Both of these recipes come from the same website, featuring dozens of traditional Scottish recipes. The way they were made hundreds of years ago. The recipe for scotch eggs can be found here.
I began by boiling five eggs, peeling, and dusting them in flour.
The flour is so the sausage sticks. I learned this immediately because I almost accidentally skipped this step!
I cheated a little bit on the sausage. You see, I live close to an amazing local butcher that carries a wide variety of organic sausage meats. In the name of finding a healthy balance, I asked for a pound of chicken sausage meat that he ground up for me on the spot.
The recipe calls for light seasoning, but the sausage meat was already seasoned. So I just started wrappin’!
Once wrapped, it’s time to bread them to hold them together. Just dip in an egg wash and coat in breadcrumbs.
My breadcrumbs were bought at a supermarket. Something I guess my great-great-Nana didn’t have.

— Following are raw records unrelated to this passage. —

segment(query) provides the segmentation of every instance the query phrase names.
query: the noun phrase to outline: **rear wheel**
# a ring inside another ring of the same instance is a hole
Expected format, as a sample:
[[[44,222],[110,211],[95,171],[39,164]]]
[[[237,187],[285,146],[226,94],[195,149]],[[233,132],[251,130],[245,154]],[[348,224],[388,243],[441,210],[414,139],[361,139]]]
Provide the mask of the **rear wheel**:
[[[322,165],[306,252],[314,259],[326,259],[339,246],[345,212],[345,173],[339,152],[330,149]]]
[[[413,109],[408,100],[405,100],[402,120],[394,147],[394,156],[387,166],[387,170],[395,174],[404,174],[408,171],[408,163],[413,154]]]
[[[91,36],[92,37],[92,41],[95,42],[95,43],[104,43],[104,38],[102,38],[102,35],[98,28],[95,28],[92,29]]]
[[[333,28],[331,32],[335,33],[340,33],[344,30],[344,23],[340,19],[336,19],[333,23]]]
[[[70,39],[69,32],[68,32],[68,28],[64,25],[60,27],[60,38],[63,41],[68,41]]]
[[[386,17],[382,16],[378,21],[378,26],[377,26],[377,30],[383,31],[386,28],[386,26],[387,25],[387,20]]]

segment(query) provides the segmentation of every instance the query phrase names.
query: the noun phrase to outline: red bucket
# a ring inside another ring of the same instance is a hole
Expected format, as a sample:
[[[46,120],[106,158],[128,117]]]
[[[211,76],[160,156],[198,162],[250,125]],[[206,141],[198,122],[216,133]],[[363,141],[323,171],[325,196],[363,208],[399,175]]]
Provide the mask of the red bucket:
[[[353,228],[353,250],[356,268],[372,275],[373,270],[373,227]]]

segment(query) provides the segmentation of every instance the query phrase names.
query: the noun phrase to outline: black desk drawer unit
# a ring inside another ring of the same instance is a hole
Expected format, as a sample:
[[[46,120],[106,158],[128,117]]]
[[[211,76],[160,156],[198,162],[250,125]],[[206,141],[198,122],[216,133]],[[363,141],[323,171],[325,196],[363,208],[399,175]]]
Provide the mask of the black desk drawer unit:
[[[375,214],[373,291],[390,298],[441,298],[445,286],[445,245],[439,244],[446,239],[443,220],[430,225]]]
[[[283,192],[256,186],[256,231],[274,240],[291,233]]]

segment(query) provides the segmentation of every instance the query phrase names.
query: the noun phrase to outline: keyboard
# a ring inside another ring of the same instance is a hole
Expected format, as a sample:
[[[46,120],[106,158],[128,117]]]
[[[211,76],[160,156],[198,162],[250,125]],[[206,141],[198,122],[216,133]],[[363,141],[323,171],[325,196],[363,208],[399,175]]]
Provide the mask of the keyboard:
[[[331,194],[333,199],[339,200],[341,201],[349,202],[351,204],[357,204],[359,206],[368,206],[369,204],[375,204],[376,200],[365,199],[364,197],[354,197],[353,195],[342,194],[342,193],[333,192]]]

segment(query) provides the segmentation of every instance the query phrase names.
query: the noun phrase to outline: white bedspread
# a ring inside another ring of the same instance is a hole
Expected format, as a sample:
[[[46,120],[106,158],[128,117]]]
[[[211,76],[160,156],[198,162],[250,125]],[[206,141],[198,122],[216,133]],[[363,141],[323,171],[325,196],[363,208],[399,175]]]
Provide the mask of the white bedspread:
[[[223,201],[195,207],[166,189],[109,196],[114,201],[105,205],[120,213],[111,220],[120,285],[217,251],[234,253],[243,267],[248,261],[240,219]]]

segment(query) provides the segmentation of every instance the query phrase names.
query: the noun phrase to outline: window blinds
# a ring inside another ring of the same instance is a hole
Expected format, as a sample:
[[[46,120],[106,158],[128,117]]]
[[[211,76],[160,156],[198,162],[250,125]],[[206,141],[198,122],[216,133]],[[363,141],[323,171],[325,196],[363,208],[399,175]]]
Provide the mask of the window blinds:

Scotch eggs are typically deep-fried but that did not sound appealing to me. Instead, I just poured a whack of canola oil in a pan and turned them a few times.

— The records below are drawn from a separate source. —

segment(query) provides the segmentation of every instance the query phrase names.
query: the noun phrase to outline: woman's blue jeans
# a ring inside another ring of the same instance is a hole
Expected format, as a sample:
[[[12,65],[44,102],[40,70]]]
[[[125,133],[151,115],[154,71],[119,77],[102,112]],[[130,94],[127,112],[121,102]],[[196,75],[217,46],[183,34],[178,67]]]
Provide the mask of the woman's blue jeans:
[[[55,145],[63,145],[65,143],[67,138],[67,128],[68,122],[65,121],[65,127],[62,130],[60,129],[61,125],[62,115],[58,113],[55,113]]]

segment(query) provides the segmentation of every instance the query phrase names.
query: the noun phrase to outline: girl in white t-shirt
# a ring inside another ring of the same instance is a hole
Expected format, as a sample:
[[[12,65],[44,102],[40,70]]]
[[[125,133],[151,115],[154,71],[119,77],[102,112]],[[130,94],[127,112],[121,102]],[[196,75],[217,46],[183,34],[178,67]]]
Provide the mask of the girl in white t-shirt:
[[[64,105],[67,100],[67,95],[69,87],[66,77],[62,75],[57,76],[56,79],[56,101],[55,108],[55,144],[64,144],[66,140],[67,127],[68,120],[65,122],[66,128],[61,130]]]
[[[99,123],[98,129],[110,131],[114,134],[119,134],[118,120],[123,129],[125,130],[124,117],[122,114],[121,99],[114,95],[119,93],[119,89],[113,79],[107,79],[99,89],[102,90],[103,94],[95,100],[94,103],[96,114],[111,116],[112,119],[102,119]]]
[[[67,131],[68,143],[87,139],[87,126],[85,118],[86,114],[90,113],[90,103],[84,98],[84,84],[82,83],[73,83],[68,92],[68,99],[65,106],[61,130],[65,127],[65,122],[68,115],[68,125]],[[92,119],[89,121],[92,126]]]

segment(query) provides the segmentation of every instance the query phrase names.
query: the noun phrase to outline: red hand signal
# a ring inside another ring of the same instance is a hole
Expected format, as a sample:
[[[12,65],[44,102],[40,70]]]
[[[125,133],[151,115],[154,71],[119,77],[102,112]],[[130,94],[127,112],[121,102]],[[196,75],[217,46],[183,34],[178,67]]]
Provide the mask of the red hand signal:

They still got sufficiently greasy and crispy.
I patted them dry upon removal from the pan.
Then… the moment of truth. Time to slice one of these babies open!
A perfectly boiled egg wrapped in perfectly cooked and seasoned sausage. A Scottish culinary success!!

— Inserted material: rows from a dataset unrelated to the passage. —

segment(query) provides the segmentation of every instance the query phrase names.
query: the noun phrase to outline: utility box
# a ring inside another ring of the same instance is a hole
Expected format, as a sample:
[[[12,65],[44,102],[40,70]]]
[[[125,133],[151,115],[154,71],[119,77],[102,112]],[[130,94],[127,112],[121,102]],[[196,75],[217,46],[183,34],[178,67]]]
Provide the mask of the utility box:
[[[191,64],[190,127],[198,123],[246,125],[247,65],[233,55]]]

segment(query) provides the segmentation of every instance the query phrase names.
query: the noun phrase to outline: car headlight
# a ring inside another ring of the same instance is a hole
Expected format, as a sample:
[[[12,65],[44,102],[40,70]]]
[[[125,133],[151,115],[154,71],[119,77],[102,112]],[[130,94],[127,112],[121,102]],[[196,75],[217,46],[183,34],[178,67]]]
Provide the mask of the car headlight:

But wait. There is something Scots love even more than ground animal parts.
And what better way to make that than in a…
Traditional Scottish Oatcake.
This recipe can be found here and also goes by the name “bannocks.” I was drawn to the small ingredient list and simple method of preparation, however I learned there are several methods of making a “traditional oatcake.”
I started with some rolled oats, a pinch of salt and two pinches of baking soda. Yes, “pinch” is the proper measurement here.
The recipe calls for bacon fat, however I don’t casually keep that stuff on hand. Instead I subbed in 2 tsp melted butter. Mixed with several tablespoons of boiling water to get a sticky mix. Rolled into more dry oats and divided into four sections.
I picture Susan MacLeod making these in a cast-iron skillet over a hot wood stove.
I have a non-stick pan on an electric oven.
Cooked until just browned. These were incredibly easy to make.
Suddenly, I’m left with the perfect Sunday Scottish breakfast.